The hows and whys of the erosion of merit in Pakistan need to be analysed from three positions.

First, the why answers that it is when the mindset governing Pakistan along with the society is devoid of character, principles, accountability and the rule of law. When the line drawn between right and wrong has been erased in the last more than five decades, how can one expect paradigm shift as far as the culture of merit is concerned? Starting from nationalisation of factories, industries, banks, insurance companies and educational institutes in 1972, the then government of Bhutto compromised on merit and inducted people on political and personal grounds. The damage done to integrity, honesty, character and accountability in the workplace of Pakistan is so deeply rooted that no government since 1972 has been able to reverse the process of corruption and nepotism.

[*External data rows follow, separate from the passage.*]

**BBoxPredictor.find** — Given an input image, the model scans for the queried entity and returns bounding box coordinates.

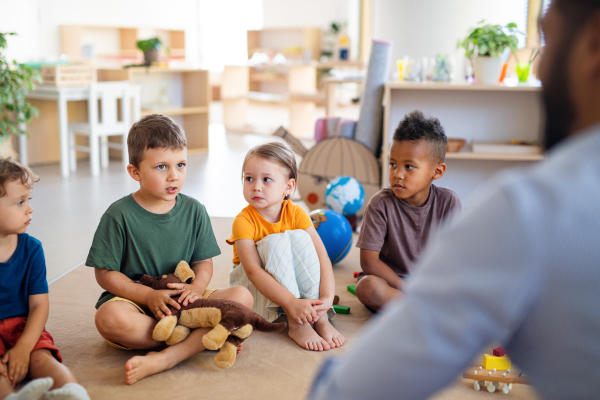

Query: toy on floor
[325,176,365,217]
[138,261,287,369]
[492,347,504,357]
[463,347,529,394]
[309,210,352,264]
[463,367,529,394]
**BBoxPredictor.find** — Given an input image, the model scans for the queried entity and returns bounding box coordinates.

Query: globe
[325,176,365,216]
[309,210,352,265]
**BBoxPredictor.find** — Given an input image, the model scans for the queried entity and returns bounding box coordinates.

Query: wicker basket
[41,65,96,87]
[446,138,467,153]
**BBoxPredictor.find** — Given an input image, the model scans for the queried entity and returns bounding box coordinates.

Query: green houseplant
[458,21,521,85]
[137,38,162,65]
[0,33,42,157]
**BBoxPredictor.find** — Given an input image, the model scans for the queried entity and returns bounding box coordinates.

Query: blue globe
[309,210,352,264]
[325,176,365,216]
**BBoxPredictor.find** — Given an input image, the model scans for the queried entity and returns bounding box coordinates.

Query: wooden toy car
[463,367,529,394]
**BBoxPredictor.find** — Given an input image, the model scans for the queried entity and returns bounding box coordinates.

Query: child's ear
[127,164,142,182]
[283,178,296,196]
[433,163,448,181]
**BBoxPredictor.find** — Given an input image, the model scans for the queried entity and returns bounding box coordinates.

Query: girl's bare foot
[314,314,346,348]
[125,351,169,385]
[288,320,331,351]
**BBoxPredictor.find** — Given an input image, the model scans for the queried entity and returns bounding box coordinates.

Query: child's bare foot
[313,314,346,348]
[288,321,331,351]
[125,351,169,385]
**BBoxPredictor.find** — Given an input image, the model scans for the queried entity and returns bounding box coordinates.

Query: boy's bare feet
[313,314,346,348]
[288,320,331,351]
[125,351,170,385]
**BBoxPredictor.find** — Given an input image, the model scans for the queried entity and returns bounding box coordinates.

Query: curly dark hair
[394,110,448,163]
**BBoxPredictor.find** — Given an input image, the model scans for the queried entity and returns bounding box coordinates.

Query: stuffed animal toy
[136,261,287,369]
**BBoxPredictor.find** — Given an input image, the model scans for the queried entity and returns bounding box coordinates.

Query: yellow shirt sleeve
[293,204,313,230]
[227,210,256,244]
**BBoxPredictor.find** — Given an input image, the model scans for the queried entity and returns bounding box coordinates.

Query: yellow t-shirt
[227,200,313,265]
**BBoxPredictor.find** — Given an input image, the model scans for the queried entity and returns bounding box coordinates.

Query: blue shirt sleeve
[27,238,48,296]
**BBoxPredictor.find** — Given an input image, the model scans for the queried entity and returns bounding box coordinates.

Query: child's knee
[356,275,387,305]
[30,349,53,366]
[231,286,254,308]
[94,302,129,338]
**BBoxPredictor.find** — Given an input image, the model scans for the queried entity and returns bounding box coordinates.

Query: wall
[0,0,200,65]
[263,0,360,58]
[373,0,527,67]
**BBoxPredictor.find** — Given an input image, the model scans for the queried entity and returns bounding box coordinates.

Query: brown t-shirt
[356,185,461,276]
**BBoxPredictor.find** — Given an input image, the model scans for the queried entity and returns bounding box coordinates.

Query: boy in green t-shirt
[86,114,253,384]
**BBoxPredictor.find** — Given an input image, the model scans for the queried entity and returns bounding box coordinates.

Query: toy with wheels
[463,367,529,394]
[309,210,352,264]
[325,176,365,217]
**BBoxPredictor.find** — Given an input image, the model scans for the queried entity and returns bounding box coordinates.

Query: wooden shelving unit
[446,151,544,161]
[60,25,185,60]
[98,67,210,154]
[248,28,321,60]
[381,82,544,198]
[221,65,317,135]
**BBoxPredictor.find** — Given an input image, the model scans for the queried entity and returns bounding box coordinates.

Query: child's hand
[285,299,323,324]
[313,297,333,322]
[146,290,183,319]
[167,283,204,306]
[2,343,31,387]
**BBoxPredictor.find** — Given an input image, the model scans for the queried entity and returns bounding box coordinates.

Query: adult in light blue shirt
[311,0,600,400]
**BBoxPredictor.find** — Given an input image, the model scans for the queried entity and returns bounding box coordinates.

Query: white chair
[69,81,137,176]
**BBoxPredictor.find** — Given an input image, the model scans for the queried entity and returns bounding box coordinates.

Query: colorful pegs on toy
[333,305,350,314]
[483,354,510,371]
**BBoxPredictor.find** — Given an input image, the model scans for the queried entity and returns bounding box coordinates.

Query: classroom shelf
[446,151,544,161]
[98,67,210,154]
[142,107,208,115]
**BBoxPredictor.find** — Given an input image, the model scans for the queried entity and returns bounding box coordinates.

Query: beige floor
[47,218,535,400]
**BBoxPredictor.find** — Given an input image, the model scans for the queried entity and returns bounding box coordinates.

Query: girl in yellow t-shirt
[227,143,345,351]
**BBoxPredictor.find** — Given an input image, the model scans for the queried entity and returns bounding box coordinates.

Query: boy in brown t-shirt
[356,111,461,311]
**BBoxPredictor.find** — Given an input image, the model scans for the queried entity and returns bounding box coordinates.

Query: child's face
[0,179,33,236]
[128,148,187,202]
[389,140,446,207]
[244,156,296,210]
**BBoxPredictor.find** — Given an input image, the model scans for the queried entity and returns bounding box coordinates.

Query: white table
[25,85,142,177]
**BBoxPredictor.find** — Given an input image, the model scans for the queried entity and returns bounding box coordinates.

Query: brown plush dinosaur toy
[138,261,287,369]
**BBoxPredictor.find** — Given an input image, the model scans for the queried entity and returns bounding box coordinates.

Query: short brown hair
[242,142,298,200]
[0,158,40,197]
[127,114,187,168]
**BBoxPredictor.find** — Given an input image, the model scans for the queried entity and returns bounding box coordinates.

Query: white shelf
[385,81,542,92]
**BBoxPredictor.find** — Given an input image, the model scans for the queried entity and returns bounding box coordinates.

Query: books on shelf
[472,141,542,154]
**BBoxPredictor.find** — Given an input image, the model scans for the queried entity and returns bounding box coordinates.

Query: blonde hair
[242,142,298,200]
[0,158,40,197]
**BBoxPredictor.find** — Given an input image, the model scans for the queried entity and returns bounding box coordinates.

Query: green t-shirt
[85,193,221,309]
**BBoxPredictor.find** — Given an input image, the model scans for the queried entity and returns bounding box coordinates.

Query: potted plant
[0,33,42,158]
[137,38,162,65]
[458,21,520,85]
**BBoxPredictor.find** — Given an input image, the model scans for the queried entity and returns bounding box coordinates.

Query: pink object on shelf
[315,118,327,143]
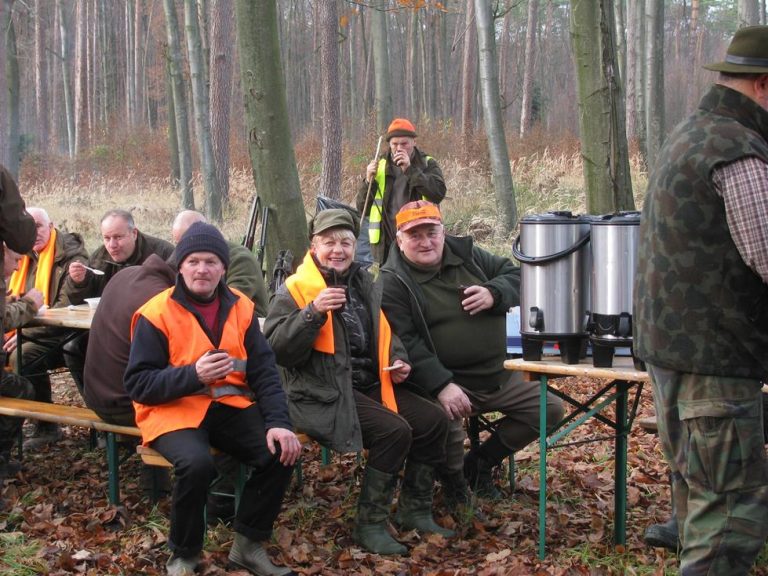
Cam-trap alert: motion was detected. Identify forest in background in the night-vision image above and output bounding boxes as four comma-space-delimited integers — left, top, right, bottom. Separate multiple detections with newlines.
0, 0, 765, 174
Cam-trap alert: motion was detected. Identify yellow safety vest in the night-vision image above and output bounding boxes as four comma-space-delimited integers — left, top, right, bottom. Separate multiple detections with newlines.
368, 156, 432, 244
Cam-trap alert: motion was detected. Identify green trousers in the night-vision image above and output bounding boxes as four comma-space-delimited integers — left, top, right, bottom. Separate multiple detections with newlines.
648, 365, 768, 576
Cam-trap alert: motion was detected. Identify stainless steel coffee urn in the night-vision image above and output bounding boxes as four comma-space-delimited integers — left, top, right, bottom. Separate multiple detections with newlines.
588, 212, 640, 367
512, 212, 591, 364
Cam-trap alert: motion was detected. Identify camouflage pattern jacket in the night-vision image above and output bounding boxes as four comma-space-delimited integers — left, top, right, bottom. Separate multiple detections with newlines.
633, 85, 768, 378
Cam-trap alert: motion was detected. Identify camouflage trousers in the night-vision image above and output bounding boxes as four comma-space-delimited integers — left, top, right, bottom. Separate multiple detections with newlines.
648, 365, 768, 576
0, 371, 35, 455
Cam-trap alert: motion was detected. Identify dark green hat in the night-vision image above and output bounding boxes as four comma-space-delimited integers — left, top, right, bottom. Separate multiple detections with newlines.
309, 208, 359, 238
704, 26, 768, 74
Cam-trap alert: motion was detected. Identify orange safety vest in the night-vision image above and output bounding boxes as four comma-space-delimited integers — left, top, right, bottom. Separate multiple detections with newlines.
131, 287, 253, 445
285, 252, 397, 412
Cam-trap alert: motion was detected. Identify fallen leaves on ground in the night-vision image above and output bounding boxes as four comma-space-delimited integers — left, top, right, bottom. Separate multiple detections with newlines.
0, 376, 768, 576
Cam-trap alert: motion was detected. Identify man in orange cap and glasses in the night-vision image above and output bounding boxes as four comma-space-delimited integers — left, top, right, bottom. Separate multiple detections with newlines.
357, 118, 445, 264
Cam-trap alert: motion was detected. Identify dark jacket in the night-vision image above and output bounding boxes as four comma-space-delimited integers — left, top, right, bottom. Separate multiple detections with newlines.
381, 236, 520, 396
0, 165, 36, 366
633, 86, 768, 379
264, 268, 408, 452
83, 254, 176, 414
65, 231, 173, 304
124, 275, 293, 430
356, 147, 446, 263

When taking bribe and compromising on merit in terms of appointments and policies are acceptable how can one expect responsible people to take a stand on issues which require boldness and courage? It is the mindset of elites which is devoid of principles and integrity and tends to degenerate institutions.

Second, the how points to the materialistic culture that sanctions ill-gotten money and the misuse of authority. When the perception about fearing from God’s wrath in case of loot and plunder is lost, those who want to be honest are marginalised by those who are in a majority and confident that they can escape the corruption and nepotism. The fragility of our justice system is a major reason how the mafias having deep-rooted nexus are able to snub the culture of merit. If Pakistan’s justice system is functional and not influenced by those who matter, most of the critical issues faced by this country may be resolved.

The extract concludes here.